Jerry Zandstra, a member of Sam Brownback’s exploratory committee, sent the following letter to a (probably very) large number of Michigan conservative activists.  Some excerpts and the whole letter:

Excerpts:

Mitt Romney, current governor of Massachusetts and likely presidential candidate has had a tough couple of weeks.  It isn’t what others have said about him.  Rather, his own words have caught up with him.  What his words seem to indicate is someone whose positions on social issues important to conservatives either are wrong or have changed direction so many times as to render them meaningless.

And:

      When Gov.

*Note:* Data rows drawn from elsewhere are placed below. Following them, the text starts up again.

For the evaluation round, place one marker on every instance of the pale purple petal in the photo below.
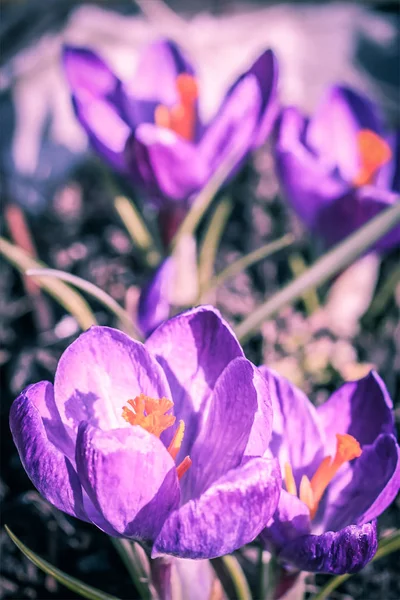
(231, 513)
(308, 183)
(240, 394)
(99, 373)
(344, 551)
(193, 349)
(130, 478)
(297, 437)
(50, 471)
(361, 408)
(163, 162)
(290, 520)
(374, 484)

Romney was considering a run to be the governor of Utah, he wavered, claiming that he was now pro-life.  His defenders claimed that what he said in Massachusetts was “a carefully crafted position intended to sound more firm than it was” because “he was running against Ted Kennedy in a state that was 80 percent pro-choice and to have any chance at all, he was waffling.”     

      Only a few years later, Romney was back in Massachusetts, running for his current position as their governor.  When prodded by his pro-choice opponent in a debate, Gov. Romney said, “Let me make this very clear.  I will preserve and protect a woman’s right to choose.”  In that same election, he endorsed embryonic stem cell research,  refused to take a position on human cloning, and endorsed Medicaid funding for abortions.